FUSION
FUnctionality Sharing In Open eNvironments
Heinz Nixdorf Chair for Distributed Information Systems
 

Aggregation of similarity measures in schema matching based on generalized mean

Title: Aggregation of similarity measures in schema matching based on generalized mean
Authors: Faten A Elshwimy, Amany Sarhan, Elsayed A Sallam
Source: 2014 IEEE 30th International Conference on Data Engineering Workshops (ICDEW)
Date: 2014-04-01
Type: Workshop Paper
Abstract:

Schema matching represents a critical step to integrate heterogeneous e-Business and shared-data applications. Most existing schema matching approaches rely heavily on similarity-based techniques, which attempt to discover correspondences based on various element similarity measures, each computed by an individual base matcher. It has been accepted that aggregating results of multiple base  matchers is a promising technique to obtain more accurate matching correspondences.
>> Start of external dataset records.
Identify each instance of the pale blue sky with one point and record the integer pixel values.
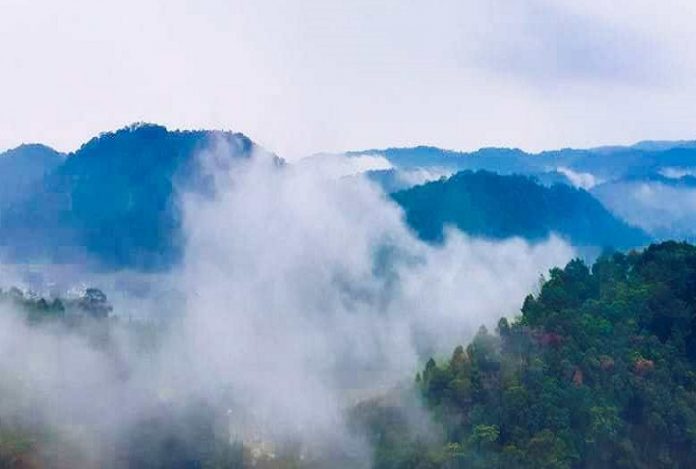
(328, 75)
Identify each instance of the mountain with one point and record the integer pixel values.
(597, 371)
(601, 164)
(112, 202)
(497, 206)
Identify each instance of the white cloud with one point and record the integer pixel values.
(302, 77)
(578, 179)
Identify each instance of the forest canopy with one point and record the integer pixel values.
(599, 370)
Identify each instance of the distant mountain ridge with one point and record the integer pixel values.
(497, 206)
(112, 202)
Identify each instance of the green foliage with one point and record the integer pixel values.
(491, 205)
(598, 371)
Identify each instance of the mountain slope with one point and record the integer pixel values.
(23, 167)
(113, 202)
(494, 206)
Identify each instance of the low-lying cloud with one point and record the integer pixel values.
(300, 294)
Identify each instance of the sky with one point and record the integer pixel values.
(328, 75)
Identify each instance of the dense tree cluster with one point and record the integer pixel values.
(598, 371)
(498, 206)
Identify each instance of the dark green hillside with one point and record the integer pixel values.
(494, 206)
(598, 371)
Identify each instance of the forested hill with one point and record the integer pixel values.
(598, 371)
(112, 201)
(490, 205)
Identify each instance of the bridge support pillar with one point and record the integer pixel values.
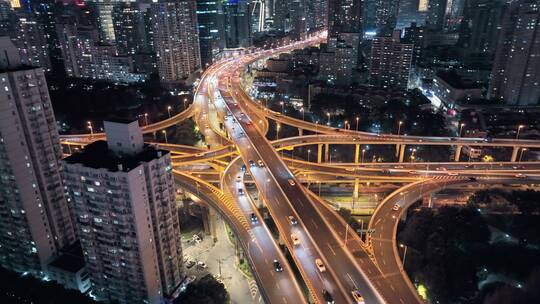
(356, 188)
(514, 154)
(401, 153)
(326, 152)
(458, 153)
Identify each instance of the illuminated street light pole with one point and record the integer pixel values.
(521, 154)
(404, 253)
(91, 128)
(165, 134)
(399, 127)
(519, 129)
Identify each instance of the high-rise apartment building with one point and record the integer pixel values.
(237, 23)
(176, 39)
(390, 61)
(123, 198)
(36, 222)
(436, 14)
(515, 77)
(211, 29)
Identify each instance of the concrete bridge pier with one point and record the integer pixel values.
(401, 153)
(356, 188)
(514, 154)
(326, 152)
(458, 153)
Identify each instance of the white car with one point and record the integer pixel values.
(296, 240)
(358, 299)
(320, 265)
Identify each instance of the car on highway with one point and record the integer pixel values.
(328, 297)
(358, 299)
(292, 220)
(296, 240)
(320, 265)
(190, 264)
(277, 266)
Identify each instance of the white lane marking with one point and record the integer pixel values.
(331, 249)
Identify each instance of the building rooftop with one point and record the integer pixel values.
(71, 259)
(456, 81)
(97, 155)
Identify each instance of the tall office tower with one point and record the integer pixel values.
(298, 13)
(435, 14)
(211, 33)
(176, 40)
(483, 19)
(123, 198)
(390, 61)
(29, 37)
(386, 16)
(454, 14)
(237, 23)
(415, 35)
(344, 16)
(76, 42)
(408, 13)
(515, 77)
(129, 22)
(36, 222)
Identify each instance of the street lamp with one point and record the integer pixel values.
(91, 128)
(404, 253)
(461, 128)
(399, 127)
(165, 134)
(521, 154)
(519, 129)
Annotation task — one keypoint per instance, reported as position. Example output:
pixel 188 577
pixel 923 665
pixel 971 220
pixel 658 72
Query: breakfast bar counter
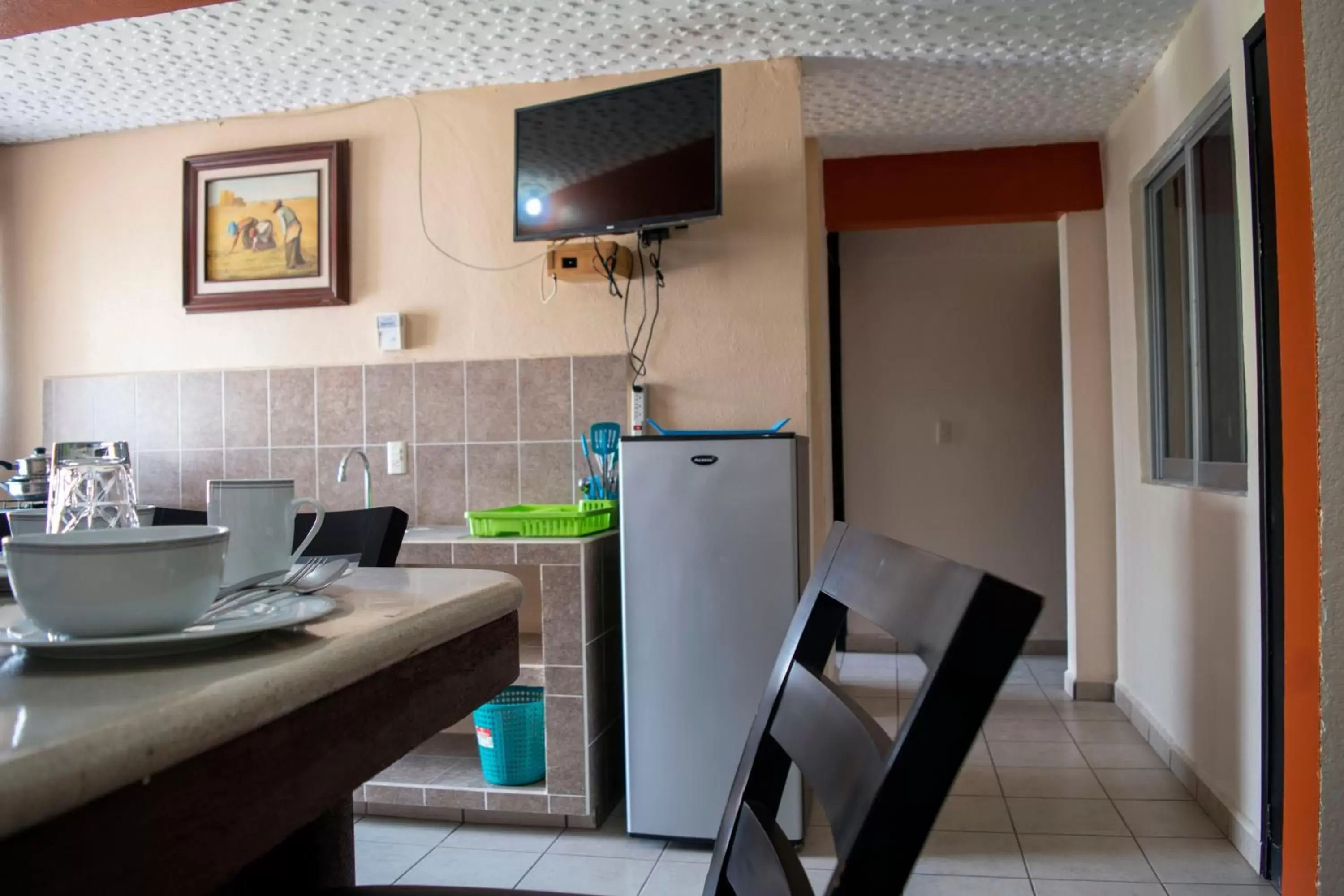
pixel 182 774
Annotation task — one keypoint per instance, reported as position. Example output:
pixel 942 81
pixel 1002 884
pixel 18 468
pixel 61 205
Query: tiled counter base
pixel 577 659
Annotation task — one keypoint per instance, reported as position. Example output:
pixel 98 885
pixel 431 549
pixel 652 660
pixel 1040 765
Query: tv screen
pixel 619 162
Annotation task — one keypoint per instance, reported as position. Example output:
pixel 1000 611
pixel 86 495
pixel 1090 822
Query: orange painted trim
pixel 30 17
pixel 1301 452
pixel 974 187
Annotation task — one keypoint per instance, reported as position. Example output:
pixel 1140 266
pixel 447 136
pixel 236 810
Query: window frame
pixel 1179 156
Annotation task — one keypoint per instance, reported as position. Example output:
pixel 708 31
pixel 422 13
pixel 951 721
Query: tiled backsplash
pixel 482 433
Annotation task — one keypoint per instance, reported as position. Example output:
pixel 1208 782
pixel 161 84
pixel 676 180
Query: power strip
pixel 639 396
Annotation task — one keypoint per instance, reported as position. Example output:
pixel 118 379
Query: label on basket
pixel 486 738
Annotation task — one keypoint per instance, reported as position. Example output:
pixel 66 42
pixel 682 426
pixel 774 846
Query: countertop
pixel 72 731
pixel 453 534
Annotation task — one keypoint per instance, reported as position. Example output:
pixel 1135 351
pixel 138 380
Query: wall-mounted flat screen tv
pixel 619 162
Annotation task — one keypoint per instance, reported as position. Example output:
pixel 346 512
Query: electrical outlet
pixel 397 458
pixel 639 397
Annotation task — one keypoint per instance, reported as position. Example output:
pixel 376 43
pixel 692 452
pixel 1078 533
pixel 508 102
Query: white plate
pixel 281 612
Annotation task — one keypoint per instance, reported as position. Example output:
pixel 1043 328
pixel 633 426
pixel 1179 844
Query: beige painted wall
pixel 959 324
pixel 1089 460
pixel 1187 560
pixel 90 257
pixel 1323 26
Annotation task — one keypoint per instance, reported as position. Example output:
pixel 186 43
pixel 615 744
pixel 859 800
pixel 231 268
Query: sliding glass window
pixel 1195 323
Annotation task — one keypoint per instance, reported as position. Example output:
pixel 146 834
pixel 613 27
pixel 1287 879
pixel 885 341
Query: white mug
pixel 260 515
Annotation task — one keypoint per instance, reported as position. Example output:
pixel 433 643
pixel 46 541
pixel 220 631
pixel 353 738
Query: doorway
pixel 1265 225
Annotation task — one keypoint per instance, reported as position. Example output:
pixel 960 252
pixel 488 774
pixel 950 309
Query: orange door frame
pixel 1301 454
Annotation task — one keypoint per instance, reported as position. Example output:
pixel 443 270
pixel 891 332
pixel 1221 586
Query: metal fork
pixel 252 595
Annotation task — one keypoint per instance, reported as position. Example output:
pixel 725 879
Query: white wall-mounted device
pixel 397 458
pixel 392 332
pixel 639 396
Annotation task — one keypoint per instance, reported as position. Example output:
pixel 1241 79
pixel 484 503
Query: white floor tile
pixel 1090 710
pixel 1219 890
pixel 1042 730
pixel 1104 732
pixel 1073 857
pixel 1025 754
pixel 379 863
pixel 1031 816
pixel 976 781
pixel 819 849
pixel 590 875
pixel 1061 784
pixel 1094 888
pixel 1142 784
pixel 1167 818
pixel 819 878
pixel 947 886
pixel 676 852
pixel 448 867
pixel 525 840
pixel 676 879
pixel 972 855
pixel 404 831
pixel 987 814
pixel 611 844
pixel 1004 710
pixel 1121 757
pixel 1197 862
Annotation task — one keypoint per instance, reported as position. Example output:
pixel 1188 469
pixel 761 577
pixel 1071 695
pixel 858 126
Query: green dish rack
pixel 543 520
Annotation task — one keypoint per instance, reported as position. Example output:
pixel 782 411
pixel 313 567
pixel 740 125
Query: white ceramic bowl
pixel 101 583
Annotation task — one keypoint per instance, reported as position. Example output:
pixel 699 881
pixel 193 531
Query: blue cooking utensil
pixel 594 481
pixel 607 441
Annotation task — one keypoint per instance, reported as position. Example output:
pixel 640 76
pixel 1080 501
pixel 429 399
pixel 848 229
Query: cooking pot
pixel 37 465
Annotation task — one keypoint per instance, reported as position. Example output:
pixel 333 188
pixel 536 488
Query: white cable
pixel 556 285
pixel 420 194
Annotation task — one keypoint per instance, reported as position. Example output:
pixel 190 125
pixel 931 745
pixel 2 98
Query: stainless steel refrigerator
pixel 713 544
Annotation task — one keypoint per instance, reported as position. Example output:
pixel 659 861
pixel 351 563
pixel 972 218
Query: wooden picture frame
pixel 267 229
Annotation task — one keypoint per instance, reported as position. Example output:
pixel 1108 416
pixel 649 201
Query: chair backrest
pixel 178 516
pixel 374 534
pixel 881 797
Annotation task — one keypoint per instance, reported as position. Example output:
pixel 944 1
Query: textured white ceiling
pixel 879 76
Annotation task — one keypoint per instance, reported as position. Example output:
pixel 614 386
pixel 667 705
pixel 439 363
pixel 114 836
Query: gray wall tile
pixel 159 478
pixel 340 406
pixel 562 629
pixel 440 402
pixel 198 468
pixel 546 472
pixel 491 476
pixel 388 404
pixel 565 746
pixel 299 465
pixel 292 422
pixel 202 410
pixel 441 484
pixel 156 412
pixel 115 409
pixel 245 409
pixel 246 464
pixel 492 401
pixel 600 392
pixel 543 396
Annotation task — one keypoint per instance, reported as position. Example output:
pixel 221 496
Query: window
pixel 1195 320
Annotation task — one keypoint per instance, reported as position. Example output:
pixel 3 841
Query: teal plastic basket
pixel 511 737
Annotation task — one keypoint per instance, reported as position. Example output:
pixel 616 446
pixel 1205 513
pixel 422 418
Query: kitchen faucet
pixel 369 474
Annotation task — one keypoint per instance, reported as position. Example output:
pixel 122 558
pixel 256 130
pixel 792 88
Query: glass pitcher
pixel 92 487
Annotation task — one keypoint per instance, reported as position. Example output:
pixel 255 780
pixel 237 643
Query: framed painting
pixel 267 229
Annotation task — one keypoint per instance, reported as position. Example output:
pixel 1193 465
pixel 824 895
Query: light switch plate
pixel 397 458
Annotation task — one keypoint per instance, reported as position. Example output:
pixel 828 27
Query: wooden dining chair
pixel 879 796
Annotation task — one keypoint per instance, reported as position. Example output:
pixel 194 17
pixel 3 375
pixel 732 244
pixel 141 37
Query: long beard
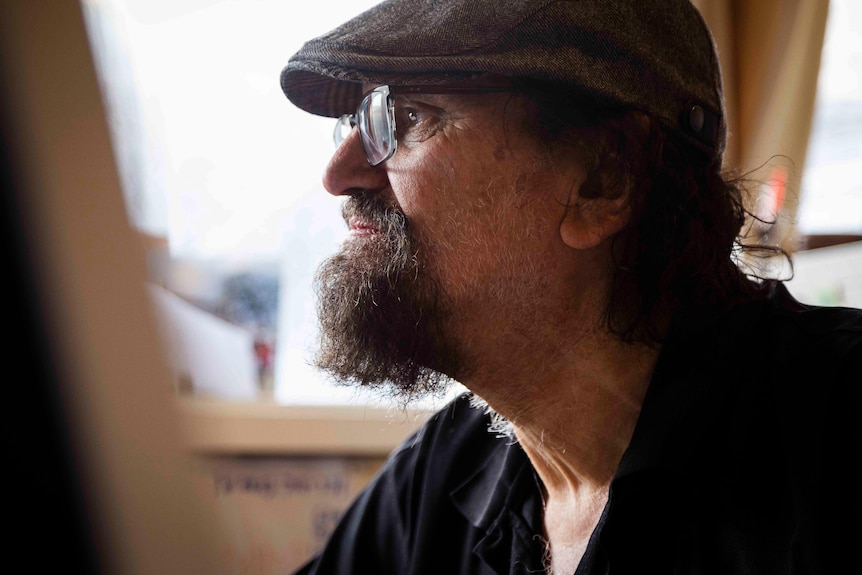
pixel 380 314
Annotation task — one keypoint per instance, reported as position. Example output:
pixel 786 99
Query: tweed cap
pixel 656 56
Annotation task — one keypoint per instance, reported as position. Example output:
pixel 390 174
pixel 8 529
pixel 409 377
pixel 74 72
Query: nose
pixel 349 172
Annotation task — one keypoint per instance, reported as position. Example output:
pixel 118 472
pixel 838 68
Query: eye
pixel 415 121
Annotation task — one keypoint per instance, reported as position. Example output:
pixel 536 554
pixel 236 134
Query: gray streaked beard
pixel 380 312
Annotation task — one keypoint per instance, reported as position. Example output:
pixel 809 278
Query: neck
pixel 575 416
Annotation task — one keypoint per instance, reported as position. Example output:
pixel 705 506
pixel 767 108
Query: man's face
pixel 454 243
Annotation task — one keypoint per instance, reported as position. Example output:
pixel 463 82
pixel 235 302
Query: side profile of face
pixel 455 243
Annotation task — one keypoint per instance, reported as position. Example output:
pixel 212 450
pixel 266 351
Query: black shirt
pixel 744 460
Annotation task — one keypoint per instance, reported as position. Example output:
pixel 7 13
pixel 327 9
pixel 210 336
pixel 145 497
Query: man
pixel 537 210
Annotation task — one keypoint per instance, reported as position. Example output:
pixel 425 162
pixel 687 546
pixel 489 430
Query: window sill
pixel 218 427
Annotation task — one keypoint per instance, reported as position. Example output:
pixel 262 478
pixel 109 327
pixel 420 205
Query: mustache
pixel 371 208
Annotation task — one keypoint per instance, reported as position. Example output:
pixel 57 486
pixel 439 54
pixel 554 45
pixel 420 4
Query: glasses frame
pixel 363 120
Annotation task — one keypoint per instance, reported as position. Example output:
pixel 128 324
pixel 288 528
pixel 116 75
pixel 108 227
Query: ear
pixel 589 221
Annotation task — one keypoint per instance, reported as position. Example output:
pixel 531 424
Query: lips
pixel 362 227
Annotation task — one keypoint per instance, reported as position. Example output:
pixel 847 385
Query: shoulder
pixel 453 441
pixel 811 340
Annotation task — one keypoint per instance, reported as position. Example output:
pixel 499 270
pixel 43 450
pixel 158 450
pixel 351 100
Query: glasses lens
pixel 343 127
pixel 377 126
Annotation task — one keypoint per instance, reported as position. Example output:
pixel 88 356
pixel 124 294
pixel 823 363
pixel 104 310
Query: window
pixel 224 173
pixel 831 202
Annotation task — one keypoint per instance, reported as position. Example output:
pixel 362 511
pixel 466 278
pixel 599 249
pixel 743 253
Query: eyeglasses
pixel 375 117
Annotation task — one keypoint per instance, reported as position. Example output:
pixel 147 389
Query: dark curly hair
pixel 679 254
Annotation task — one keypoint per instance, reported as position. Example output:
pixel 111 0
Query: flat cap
pixel 656 56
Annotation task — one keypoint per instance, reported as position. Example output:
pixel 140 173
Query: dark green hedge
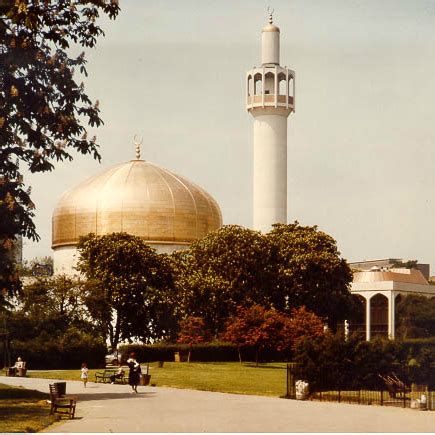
pixel 57 354
pixel 207 352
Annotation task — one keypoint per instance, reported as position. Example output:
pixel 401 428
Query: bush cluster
pixel 337 364
pixel 57 354
pixel 206 352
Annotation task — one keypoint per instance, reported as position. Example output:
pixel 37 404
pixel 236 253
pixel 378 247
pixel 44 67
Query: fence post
pixel 291 388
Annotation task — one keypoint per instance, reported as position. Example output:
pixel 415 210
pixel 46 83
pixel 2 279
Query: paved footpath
pixel 113 408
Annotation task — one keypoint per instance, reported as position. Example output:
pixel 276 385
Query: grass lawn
pixel 264 380
pixel 23 410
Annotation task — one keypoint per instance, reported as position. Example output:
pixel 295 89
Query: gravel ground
pixel 113 408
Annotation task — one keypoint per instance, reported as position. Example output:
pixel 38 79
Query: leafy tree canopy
pixel 269 328
pixel 42 107
pixel 415 317
pixel 310 272
pixel 227 268
pixel 129 289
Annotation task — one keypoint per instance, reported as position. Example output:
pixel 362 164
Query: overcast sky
pixel 361 152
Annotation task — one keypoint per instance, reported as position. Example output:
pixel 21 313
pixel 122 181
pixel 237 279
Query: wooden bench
pixel 106 375
pixel 396 388
pixel 65 405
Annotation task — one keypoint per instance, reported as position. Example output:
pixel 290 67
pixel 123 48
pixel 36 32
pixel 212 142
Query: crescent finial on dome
pixel 137 144
pixel 270 12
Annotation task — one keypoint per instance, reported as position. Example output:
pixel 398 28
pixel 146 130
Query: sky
pixel 361 144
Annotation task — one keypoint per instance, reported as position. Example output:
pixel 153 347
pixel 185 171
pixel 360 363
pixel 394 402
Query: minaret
pixel 270 100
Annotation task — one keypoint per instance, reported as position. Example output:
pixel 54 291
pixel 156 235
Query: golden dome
pixel 139 198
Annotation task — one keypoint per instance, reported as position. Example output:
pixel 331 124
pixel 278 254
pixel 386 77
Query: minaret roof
pixel 270 28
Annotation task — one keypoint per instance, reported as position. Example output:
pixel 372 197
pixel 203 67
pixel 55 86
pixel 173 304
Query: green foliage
pixel 410 264
pixel 42 107
pixel 205 352
pixel 50 327
pixel 332 363
pixel 227 268
pixel 310 272
pixel 63 352
pixel 289 267
pixel 31 268
pixel 415 317
pixel 129 291
pixel 270 329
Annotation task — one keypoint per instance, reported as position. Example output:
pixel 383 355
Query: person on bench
pixel 118 375
pixel 18 367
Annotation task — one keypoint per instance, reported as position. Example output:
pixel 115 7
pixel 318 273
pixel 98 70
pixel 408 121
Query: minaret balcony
pixel 270 86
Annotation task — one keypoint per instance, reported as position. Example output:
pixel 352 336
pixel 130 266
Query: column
pixel 368 321
pixel 391 315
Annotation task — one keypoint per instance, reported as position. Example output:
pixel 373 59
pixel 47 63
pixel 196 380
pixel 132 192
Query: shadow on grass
pixel 84 397
pixel 261 366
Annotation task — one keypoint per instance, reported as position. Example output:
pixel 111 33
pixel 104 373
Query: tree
pixel 129 290
pixel 227 268
pixel 268 328
pixel 42 107
pixel 58 297
pixel 415 317
pixel 193 331
pixel 310 272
A number of current matching systems use experimental weights for aggregation of similarities among different element matchers while others use machine learning approaches to find optimal weights that should be assigned to different matchers. However, both approaches have their own deficiencies. To overcome the limitations of existing aggregation strategies and to achieve better performance, in this paper, we propose a new aggregation strategy, called the AHGM strategy, which aggregates multiple element matchers based on the concept of generalized mean. In particular, we first develop a practical way to obtain optimal weights that will be assigned to each associated matcher for the given aggregation task. We then use these weights in our aggregation method to improve the performance of matcher combining. To validate the performance of the proposed strategy, we conducted a set of experiments, and the obtained results are encouraging.